Dans leur tribune conjointe, les deux ministres fustigent l'absence de politique industrielle ambitieuse de la Commission, plus exactement «de ne pas défendre une politique industrielle à la hauteur de la puissance technologique de l'Union européenne». Un angle d'attaque audacieux au regard de la politique industrielle menée par la France au cours de la dernière décennie…

«Il ne faut pas oublier qu'on a été les fossoyeurs de nos propres leaders mondiaux!» assène Marc German.

Si notre intervenant évoque le cas d'Areva, numéro 1 mondial du nucléaire qui, empêtré dans l'affaire UraMin et miné par des jeux de pouvoir remontant jusqu'au plus haut sommet de l'État, disparaît finalement des écrans radars début 2018, on peut également rappeler les cas d'Alcatel-Lucent, ex-numéro 1 mondial des télécoms et des câbles sous-marins, Lafarge ex-numéro 1 du ciment et bien sûr Alstom, concepteur du TGV qui fut durant longtemps une vitrine de l'industrie française.
Une excellence française incarnée également par Technip, partenaire de route de Total, passé sous contrôle américain. À chaque fois, ces changements de couleurs, coûteux à terme pour l'État et donc le contribuable, ont été validés par les plus hautes autorités françaises.
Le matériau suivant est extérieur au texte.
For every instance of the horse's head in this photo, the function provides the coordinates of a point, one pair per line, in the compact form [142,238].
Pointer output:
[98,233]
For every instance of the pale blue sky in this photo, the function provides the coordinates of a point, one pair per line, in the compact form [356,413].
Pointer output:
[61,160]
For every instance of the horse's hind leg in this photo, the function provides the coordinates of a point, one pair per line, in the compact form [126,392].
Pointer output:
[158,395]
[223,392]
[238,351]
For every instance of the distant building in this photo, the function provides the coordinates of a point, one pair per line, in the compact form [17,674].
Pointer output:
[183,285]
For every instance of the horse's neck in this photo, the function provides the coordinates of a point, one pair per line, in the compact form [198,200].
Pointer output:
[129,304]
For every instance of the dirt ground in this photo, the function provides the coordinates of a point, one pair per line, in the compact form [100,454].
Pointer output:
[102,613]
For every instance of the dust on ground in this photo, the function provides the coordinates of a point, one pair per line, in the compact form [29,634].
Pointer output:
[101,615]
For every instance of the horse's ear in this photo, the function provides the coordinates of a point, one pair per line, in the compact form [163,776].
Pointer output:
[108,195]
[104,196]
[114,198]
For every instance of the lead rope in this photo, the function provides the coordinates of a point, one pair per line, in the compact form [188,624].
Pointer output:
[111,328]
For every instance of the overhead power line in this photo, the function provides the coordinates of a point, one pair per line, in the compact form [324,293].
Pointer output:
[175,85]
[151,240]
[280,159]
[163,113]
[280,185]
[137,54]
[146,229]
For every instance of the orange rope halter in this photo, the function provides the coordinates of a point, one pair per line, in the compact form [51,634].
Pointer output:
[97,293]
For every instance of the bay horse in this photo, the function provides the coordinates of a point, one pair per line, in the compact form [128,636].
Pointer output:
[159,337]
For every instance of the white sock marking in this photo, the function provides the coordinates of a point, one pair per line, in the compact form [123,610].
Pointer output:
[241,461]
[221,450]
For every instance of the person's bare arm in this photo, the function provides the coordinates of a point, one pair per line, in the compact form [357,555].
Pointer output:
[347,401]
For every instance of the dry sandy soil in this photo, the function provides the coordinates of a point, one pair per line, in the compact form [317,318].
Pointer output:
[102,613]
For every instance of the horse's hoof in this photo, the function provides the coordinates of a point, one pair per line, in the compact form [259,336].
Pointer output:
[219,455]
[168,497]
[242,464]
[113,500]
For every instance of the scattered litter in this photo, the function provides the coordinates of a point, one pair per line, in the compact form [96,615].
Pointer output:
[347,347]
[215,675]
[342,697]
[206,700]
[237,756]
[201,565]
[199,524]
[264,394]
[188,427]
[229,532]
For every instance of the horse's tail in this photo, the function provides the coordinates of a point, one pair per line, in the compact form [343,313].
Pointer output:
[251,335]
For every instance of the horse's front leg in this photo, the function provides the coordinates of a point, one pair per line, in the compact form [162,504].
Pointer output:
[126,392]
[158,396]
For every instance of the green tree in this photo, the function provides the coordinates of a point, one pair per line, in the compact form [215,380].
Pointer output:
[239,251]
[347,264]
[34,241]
Pour Marc German, quelles que soient les règles de Bruxelles, «chantre du libéralisme», la responsabilité des leaders politiques français est écrasante. Il faut dire que si sur le fond, l'«initiative» des ministres français et allemand est également louable, la forme l'est moins. C'est en effet oublier que la Commission européenne n'a fait que mettre en application les règles qui ont été décidées à l'unanimité des États membres.

«On ne voit pas comment les États et notamment un ministre, quel qu'il soit, puisse avoir une influence sur la volonté impérieuse de la Commission européenne,»

tempère le spécialiste en intelligence compétitive et diplomatie d'entreprise. Pour lui,

«l'Europe politique n'existe pas et tout est fait par la Commission européenne pour désintégrer, justement, les volontés "souverainistes" en matière économique […] On s'aperçoit qu'aujourd'hui, une politique industrielle purement française ne peut plus être mise en œuvre. Arnaud Montebourg, qui en avait fait son cheval de bataille, en a fait les frais très rapidement. D'ailleurs, il a été empêché dans son action par quelqu'un qui aujourd'hui dirige l'État, donc c'est tout un symbole.»

En 2012, cette même Commission —aujourd'hui pointée du doigt par Paris et Berlin- avait mis au vote une proposition de règlement portée par Nicolas Sarkozy afin d'adopter un «Buy European Act». Inspiré de son équivalent américain, il visait à pousser les administrations européennes à favoriser les achats de produits européens et surtout de permettre des mesures de rétorsion si des pays tiers n'ouvraient pas leur marché aux produits de l'Union en réciprocité d'achats réalisés par des pays européens.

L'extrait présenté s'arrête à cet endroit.